In section 19.2.6 of Lurie's "Spectral Algebraic Geometry," he constructs the smooth projective space, which represents the derived version of [the dual of] the usual functor of points interpretation of projective space. The functorial construction is as follows for convenience:

Construction 19.2.6.1: Fix a nonnegative integer $n\geq 0.$ For every connective $\mathbb{E}_\infty$-ring $A,$ let $X(A)$ denote the subcategory of $(\mathsf{Mod}_A)_{/A^{n+1}}$ whose morphisms are equivalences and whose objects are maps $f : L\to A^{n+1}$ with the following property:

1. The map $f$ admits a left homotopy inverse (that is, exhibits $L$ as a direct summand of $A^{n+1}$).
2. The $A$-module $L$ is projective of rank $1.$

We will regard the construction $A\mapsto X(A)$ as a functor $X : \mathsf{CAlg}^{\textrm{cn}}\to\mathcal{S}.$

My question is about the last sentence: regarding this construction as a functor.
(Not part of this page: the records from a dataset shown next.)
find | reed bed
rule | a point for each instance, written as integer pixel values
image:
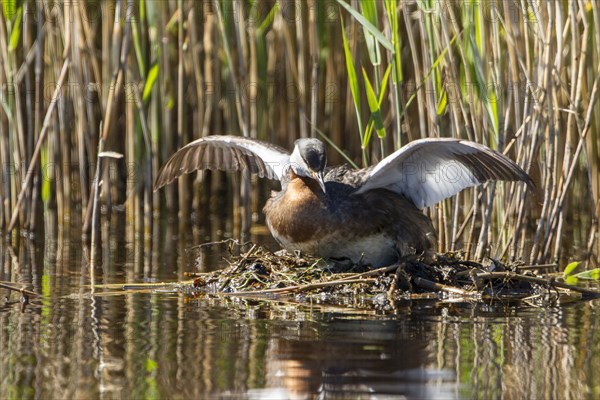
(80, 79)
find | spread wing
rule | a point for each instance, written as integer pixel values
(430, 170)
(226, 153)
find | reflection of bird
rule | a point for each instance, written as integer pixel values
(371, 214)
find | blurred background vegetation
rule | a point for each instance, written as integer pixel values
(146, 77)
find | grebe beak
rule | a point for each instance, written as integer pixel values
(319, 177)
Only assigning an $\infty$-groupoid is not enough to describe a functor, and as I understand, even if we describe how $X$ acts on morphisms of $\mathbb{E}_\infty$-rings this is not enough to construct $X$ as a functor.

This is probably standard, but how do we actually confirm that $X$ is a functor of $\infty$-categories? Specifically, I want to understand what needs to be specified in order to define $X$ as a functor, as well as how those details can be verified in this instance.